Karışıklıklara bulaşmamış, faizi artış eğiliminde olan, savaşa girmemiş, 'asker göndermemiş' güvenli limana çağırıyorlar gemileri...

Girişimler bu yönde...

Yani ‘Güvenli Liman’ arayan Dolar için geri dönüş rotası çiziliyor…

Problemleri yok mu? Tabi ki var...

Lakin, ne tür sorunu olursa olsun veya tarihinin en büyük borç yüküyle veya bütçe açığıyla karşı karşıya kasın yada kalmasın...

Elinde ‘yeşil’ bir silah var: Dolar!

Maliyeti ise matbaa gideri! Karşılığı ise herşey!

Anlayacağınız, orta vadede para (Dolar) trafiği oldukça sıkışık!

Ancak bu sefer iş, öncekilerden biraz karışık görünüyor.

‘Çark’a birileri ‘çomak’ sokuyor!

Rakip olarak, yeni bir rezerv para birimi ve ekonomik sistem kurgulanmak isteniyor.

Yani, Çin ve Rusya ikilisi kendi ‘çark’larını işletme derdindeler…

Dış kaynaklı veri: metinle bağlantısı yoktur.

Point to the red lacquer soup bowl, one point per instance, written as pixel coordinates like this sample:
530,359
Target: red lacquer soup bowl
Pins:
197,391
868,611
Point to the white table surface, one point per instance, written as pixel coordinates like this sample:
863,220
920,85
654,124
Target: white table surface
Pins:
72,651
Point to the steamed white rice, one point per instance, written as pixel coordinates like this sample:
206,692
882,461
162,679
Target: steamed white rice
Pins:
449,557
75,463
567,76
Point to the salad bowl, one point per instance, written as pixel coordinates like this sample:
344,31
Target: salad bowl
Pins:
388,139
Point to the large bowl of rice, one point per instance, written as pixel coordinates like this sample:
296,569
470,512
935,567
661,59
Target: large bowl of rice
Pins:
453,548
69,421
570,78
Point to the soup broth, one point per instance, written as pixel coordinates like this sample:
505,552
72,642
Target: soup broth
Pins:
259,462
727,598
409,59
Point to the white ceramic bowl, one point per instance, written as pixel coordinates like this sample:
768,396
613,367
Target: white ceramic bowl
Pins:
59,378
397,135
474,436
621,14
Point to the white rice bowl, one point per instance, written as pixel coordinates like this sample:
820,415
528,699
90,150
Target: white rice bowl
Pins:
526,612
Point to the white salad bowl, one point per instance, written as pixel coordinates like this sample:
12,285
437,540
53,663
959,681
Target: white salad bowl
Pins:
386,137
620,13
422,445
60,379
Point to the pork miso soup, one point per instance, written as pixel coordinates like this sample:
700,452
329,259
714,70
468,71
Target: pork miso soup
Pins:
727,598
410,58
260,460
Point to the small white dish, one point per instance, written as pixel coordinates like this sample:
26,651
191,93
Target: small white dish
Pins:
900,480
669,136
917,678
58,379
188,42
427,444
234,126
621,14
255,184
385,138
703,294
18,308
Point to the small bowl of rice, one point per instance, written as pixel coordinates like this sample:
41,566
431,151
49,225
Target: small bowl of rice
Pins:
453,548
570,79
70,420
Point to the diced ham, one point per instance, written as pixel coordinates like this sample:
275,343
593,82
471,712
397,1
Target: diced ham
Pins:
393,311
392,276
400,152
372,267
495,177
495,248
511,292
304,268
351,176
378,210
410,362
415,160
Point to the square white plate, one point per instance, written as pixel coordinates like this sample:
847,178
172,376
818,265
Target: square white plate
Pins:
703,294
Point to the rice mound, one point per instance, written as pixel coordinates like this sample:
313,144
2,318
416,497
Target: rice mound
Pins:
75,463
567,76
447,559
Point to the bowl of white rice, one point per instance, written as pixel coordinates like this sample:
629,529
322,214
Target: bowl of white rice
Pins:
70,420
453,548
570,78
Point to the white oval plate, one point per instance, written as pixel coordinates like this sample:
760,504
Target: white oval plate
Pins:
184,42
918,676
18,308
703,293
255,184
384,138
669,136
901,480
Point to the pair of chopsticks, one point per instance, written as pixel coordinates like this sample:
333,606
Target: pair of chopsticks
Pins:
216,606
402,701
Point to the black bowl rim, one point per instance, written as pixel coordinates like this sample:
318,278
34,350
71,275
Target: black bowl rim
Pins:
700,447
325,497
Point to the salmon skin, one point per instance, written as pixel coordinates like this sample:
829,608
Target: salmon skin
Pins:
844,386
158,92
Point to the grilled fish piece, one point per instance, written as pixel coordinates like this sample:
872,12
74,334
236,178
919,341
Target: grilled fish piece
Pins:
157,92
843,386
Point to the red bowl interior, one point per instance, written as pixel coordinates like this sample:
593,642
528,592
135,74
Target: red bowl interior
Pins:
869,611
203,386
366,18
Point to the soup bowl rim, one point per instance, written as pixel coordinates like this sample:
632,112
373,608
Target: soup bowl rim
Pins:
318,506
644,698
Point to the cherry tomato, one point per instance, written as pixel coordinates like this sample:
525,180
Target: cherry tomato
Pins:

ABD cephesine karşı kendi ‘adamlarını’ sahaya sürüyorlar.

Veya biz öyle zannediyoruz! Belki de, bu sadece bizlere gösterilen bir oyun: ‘Gölge Oyunu’!

Unutmayın! Zamanında Hong Kong, ‘onlara’ ödül olarak verilmişti!

Veya kontra bir soru: Terör örgütü nasıl olur da petrol satıp para kazanabilir?

Tablo basitçe budur…

Şimdi gelin siz cevaplayın: Dolar Ne Olacak?